Postoperative pulmonary and extrapulmonary complications adversely affect clinical outcomes and healthcare utilization, so that prevention has become a measure of the quality of perioperative care. Mechanical ventilation is an essential support therapy to maintain adequate gas exchange during general anesthesia for surgery. Mechanical ventilation using high tidal volume (VT) (between 10 and 15 mL/kg) has been historically encouraged to prevent hypoxemia and atelectasis formation in anesthetized patients undergoing abdominal and thoracic surgery.
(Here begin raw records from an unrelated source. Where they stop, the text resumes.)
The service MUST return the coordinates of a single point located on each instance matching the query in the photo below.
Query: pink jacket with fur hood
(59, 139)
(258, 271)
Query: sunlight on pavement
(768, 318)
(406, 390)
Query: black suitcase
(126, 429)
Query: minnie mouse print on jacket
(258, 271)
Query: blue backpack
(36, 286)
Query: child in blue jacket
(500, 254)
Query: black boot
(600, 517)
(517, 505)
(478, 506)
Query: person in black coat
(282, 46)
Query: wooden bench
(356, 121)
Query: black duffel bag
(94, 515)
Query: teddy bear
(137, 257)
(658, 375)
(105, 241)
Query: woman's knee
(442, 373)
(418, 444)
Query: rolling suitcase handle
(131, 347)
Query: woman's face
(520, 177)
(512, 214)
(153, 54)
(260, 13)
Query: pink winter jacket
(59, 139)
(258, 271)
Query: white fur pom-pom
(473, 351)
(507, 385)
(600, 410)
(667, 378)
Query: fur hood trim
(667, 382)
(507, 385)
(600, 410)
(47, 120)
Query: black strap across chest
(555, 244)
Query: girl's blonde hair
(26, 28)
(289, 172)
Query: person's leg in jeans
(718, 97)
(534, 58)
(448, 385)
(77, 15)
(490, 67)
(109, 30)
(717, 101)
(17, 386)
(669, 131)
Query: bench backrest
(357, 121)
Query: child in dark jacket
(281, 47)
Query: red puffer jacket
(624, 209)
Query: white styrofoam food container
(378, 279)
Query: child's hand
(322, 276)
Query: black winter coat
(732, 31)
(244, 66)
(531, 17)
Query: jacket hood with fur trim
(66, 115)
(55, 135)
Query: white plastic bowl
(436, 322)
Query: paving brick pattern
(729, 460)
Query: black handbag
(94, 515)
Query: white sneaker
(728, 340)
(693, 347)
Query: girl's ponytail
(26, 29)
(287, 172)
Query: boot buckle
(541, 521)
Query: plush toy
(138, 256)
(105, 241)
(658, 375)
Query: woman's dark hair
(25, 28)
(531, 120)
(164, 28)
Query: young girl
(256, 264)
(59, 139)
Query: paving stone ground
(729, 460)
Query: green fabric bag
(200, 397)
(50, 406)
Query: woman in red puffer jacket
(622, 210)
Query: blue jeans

However, there is accumulating evidence from both experimental and clinical studies that mechanical ventilation, especially the use of high VT and plateau pressure, may potentially aggravate or even initiate lung injury. Ventilator-associated lung injury can result from cyclic alveolar overdistension of non-dependent lung tissue, and repetitive opening and closing of dependent lung tissue resulting in ultrastructural damage at the junction of closed and open alveoli. Lung-protective ventilation, which refers to the use of lower VT and limited plateau pressure to minimize overdistension, and positive end-expiratory pressure to prevent alveolar collapse at end-expiration, was shown to improve outcome in critically ill patients with acute respiratory distress syndrome (ARDS). It has been recently suggested that this approach might also be beneficial in a broader population, especially in critically ill patients without ARDS at the onset of mechanical ventilation. There is, however, little evidence regarding a potential beneficial effect of lung protective ventilation during surgery, especially in patients with healthy lungs. Although surgical patients are frequently exposed to much shorter periods of mechanical ventilation, this is an important gap in knowledge given the number of patients receiving mechanical ventilation in the operating room. This review developed the benefits of lung protective ventilation during surgery and general anesthesia and offers some recommendations for mechanical ventilation in the surgical context.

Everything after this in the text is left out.